All I could think of, while reading this book, was the selfishiness and ego of this character, Ransom.  He fell head over heals in love with Lindy, a lost soul, who gave her all to him, believing she had finally found love.  Then he used her, to achieve his selfish drug driven enlightenment.  When he died in his quest, I was happy.  Lindy was free.

The second book I read last month "Once in a House on Fire" by Andrea Ashworth, is a stark but rich tale of family dysfunction told by one of the children, looking back.  The tale is too familiar to be comfortable and too common.

The books spans over a decade in a family that has already seen the two girls father disappear.  The mother has taken in another bloke, who beats her. The tale is rich in descriptive adjective, that keeps you unfocused on the horror going on in this family.  This rich descriptive detail is so distracting, providing the only meat of the book, that later I felt it must have been how the children survived, by focusing deeply on other things.

The story follows the family through the horror of this brutal husband, who carts them off for a time to Vancouver Canada, sure he'll make it big there.  But there, they cannot escape who they are either, and the couple fights brutally and the husband squanders any money they come upon in drinking, schemes and criminal activity.  Aunts rescue them and get them back to England, where the story began.  The mother eventually takes a squalid job in a city.  They live in terrible and violent neighborhoods.  Eventually mom gets another man, who at first seems divine and brings home all sorts of money and new gadgets for their home.  Soon he is carted away by the police.  He was stealing.  Once out of jail, and on the dole, he too becomes a drunkard and a wife beater.  Despite the horrible beatings, she won't turn him in. She takes him back over and over, ignoring the welfare of her children.  They often eat take out food, while the children starve on the wings.  When the daughters turn him in, the police simply give him a lecture, and when he nearly kills their mother, a judge turns him free with a small fine, only making matters worse.

The story is of the three girls, the one born later to their second father, and their attempts to survive, by immersing themselves in dreams of the future, of fashions and clothes unobtainable, of small pleasures, like candy, of boys and of school, their only escape.  School is also their ticket out of such lives.

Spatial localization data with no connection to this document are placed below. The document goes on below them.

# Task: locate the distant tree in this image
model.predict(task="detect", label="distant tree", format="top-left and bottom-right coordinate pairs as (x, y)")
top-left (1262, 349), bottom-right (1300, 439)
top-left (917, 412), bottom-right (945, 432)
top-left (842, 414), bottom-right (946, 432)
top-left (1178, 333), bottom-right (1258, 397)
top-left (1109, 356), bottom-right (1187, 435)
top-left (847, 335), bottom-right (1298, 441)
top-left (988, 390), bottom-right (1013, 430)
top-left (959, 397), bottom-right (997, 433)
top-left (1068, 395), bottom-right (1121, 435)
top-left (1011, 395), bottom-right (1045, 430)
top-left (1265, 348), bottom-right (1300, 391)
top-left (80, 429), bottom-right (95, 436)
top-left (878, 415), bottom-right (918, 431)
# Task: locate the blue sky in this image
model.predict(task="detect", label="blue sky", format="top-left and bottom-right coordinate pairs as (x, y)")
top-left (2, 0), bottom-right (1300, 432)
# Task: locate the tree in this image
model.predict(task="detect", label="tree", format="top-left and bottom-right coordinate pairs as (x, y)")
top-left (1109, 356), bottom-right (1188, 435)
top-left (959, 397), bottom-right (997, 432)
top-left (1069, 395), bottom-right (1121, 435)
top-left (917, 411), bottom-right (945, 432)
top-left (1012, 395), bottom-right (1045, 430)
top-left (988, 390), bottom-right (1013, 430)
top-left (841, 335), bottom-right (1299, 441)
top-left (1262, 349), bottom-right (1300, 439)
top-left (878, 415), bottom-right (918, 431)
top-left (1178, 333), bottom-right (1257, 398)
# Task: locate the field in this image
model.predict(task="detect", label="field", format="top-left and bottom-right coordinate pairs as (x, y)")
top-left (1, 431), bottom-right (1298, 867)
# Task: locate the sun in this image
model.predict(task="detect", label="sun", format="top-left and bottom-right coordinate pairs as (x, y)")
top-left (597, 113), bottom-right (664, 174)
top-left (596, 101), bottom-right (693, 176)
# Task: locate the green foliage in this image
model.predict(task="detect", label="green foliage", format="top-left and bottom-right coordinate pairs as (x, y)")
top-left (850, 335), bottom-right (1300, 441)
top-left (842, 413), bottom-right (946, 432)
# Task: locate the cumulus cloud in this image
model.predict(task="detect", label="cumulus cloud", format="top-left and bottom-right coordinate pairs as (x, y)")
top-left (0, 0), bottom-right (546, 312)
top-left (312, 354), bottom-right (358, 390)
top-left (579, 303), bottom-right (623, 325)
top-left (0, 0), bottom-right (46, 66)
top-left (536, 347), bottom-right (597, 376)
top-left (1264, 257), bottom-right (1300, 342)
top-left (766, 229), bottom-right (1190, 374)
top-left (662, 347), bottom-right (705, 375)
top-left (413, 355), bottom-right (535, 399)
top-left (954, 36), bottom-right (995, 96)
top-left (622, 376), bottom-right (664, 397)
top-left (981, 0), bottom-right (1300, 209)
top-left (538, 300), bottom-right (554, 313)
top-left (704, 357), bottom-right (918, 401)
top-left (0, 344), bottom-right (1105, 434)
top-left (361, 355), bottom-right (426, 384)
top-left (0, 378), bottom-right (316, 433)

The older two girls realize this and work hard in school.  There is nothing easy at home.  They walk on eggshells there, so as not to begin the fights or get whacked themselves.

The book ends as the author, the oldest daughter of the three, who has studied hard enough to earn entrance to Oxford, walks out the door.

This is a grim book of family neglect, selfishness, abuse and dysfunction, told through the heart of an affected child.  The story is well known to me and to countless others, without needing to read the book.

How do I rate Once in a House on Fire?  On a scale of one to five with five being excellent, I give it a three.